Lundi, pressé de questions, le Service de police de la Ville de Québec (SPVQ) s’est contenté d’indiquer dans un communiqué que les «opérations font constamment l’objet d’analyses détaillées dans une optique d’amélioration continue» et que l’incident dont il est question «ne fait pas exception», précisant que le SPVQ continue l’analyse des vidéos et que le policier en question «a été rencontré».

Pour Mario Berniquez, analyste à TVA en interventions policières et policier pendant 38 ans, il est certain que l’agent n’aurait jamais dû viser le visage avec cette arme dite de proximité, utilisée par les policiers qui se trouvent habituellement sur la deuxième ligne. «On ne pointe aucune arme au visage en aucun cas», soutient celui qui croit cependant que l’utilisation du Muzzle Blast Powder Dispersion 37 mm a sa place dans les manifestations.

«C’est plus qu’approprié d’avoir cette arme-là et de l’utiliser, estime-t-il. C’est la personne derrière l’arme qui fait la différence», fait-il remarquer. Selon lui, seule une enquête pourra faire la lumière sur les événements, puisque la vidéo à elle seule ne suffit pas à comprendre toutes les circonstances entourant l’incident et les agissements du policier.

Dans le feu de l’action, le policier a peut-être répliqué de façon instinctive, soulève M. Berniquez. «Mais je ne vous dit pas que c’est normal. Ça peut expliquer (le geste), mais pas le justifier», affirme-t-il.

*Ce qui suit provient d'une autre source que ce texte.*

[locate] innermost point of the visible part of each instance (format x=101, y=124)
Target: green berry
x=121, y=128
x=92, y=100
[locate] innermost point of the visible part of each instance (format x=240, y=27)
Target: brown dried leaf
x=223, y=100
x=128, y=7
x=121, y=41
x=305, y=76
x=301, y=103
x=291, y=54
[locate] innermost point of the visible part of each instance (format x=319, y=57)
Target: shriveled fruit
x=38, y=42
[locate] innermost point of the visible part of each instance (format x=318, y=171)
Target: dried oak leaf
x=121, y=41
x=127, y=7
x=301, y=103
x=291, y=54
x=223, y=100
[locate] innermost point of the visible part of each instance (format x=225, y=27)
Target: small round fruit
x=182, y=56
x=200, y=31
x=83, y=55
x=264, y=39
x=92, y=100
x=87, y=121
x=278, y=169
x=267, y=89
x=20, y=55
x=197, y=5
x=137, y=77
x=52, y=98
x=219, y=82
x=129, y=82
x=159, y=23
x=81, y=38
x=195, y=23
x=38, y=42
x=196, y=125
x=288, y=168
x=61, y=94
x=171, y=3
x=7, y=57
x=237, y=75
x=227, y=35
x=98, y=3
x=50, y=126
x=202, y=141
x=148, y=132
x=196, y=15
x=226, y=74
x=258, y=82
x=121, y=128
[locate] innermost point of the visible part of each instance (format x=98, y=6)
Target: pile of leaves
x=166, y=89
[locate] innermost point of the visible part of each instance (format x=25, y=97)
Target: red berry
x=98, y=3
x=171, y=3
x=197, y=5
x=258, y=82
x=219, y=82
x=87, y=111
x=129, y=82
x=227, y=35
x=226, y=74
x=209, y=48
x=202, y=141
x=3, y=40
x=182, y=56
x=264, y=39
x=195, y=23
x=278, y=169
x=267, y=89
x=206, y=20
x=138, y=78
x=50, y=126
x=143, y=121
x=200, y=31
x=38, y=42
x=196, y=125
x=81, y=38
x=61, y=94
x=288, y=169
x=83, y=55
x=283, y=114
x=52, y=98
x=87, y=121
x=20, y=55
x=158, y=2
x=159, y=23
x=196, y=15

«Est-ce que c’est un manque de compétence? La question se pose», convient le policier à la retraite, qui a longtemps travaillé au contrôle de foules. Selon lui, on peut également se questionner sur la formation qu’a reçue le policier.

Le SPVQ a confirmé au Journal que la formation est dispensée par le fabriquant et au sein du corps de police même.

Reste que pour Mario Berniquez, les manifestants doivent s’attendre à une réplique de l’antiémeute. «Ce sont des moments d’intensité, ils (les manifestants) sont là en avant des troupes qui sont armées, et ils pensent ne pas avoir de coups. C’est impossible, lance-t-il. Si tu confrontes les policiers, tu dois t’attendre à recevoir des coups.»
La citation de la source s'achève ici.